Y aunque lo hubiera hecho habría dado lo mismo. El perro había vivido lo suficiente para saber que las buenas historias no eran necesariamente historias verdaderas, y el que decidiera creerse o no las que su amo contaba sobre sí mismo era menos importante que el hecho de que Willy había vivido así durante años. Eso era lo esencial, ¿no? Los años, la cantidad de años que tardó en pasar de ser joven a no tan joven, sin dejar de ver cómo cambiaba el mundo a su alrededor. Cuando Míster Bones salió a gatas del vientre de su madre, los años mozos de Willy no eran sino un vago recuerdo, un montón de abono pudriéndose en un descampado.
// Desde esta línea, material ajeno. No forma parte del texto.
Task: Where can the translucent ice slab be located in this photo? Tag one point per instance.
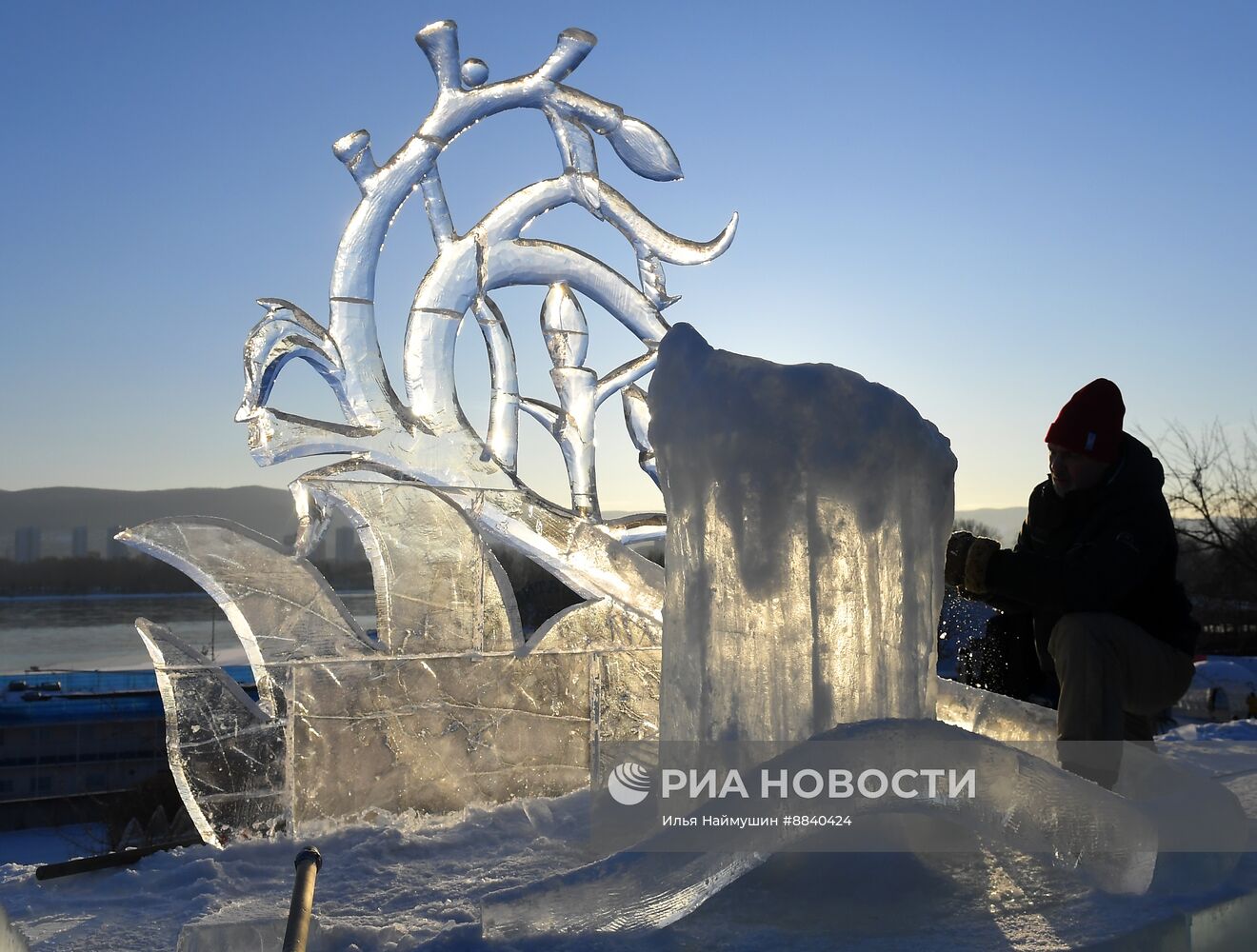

Los fugitivos habían vuelto arrastrándose a casa con mamá y papá; los drogotas habían cambiado sus románticos abalorios por corbatas estampadas; la guerra había terminado. Pero Willy seguía siendo Willy, el espléndido versificador y autoproclamado portador del mensaje de Santa, la sencilla justificación adornada con los sucios harapos de vagabundo. El paso del tiempo no había tratado amablemente al poeta, y ya no se enrollaba tan bien. Olía mal y se le caía la baba, la gente no le podía ni ver, y, con los balazos y cuchilladas y el deterioro general de su organismo, había perdido reflejos, su hasta entonces asombroso don para salir indemne de los líos. Le robaban y le daban palizas. Le pateaban mientras dormía, prendían fuego a sus libros, se aprovechaban de sus penas y dolores. Después de uno de esos encuentros con desconocidos, cuando lo llevaron al hospital con la vista nublada y un brazo roto, comprendió que no podía seguir sin alguna clase de protección. Pensó en una pistola, pero como aborrecía las armas se decidió por el mejor sustituto conocido por el hombre: un guardaespaldas de cuatro patas.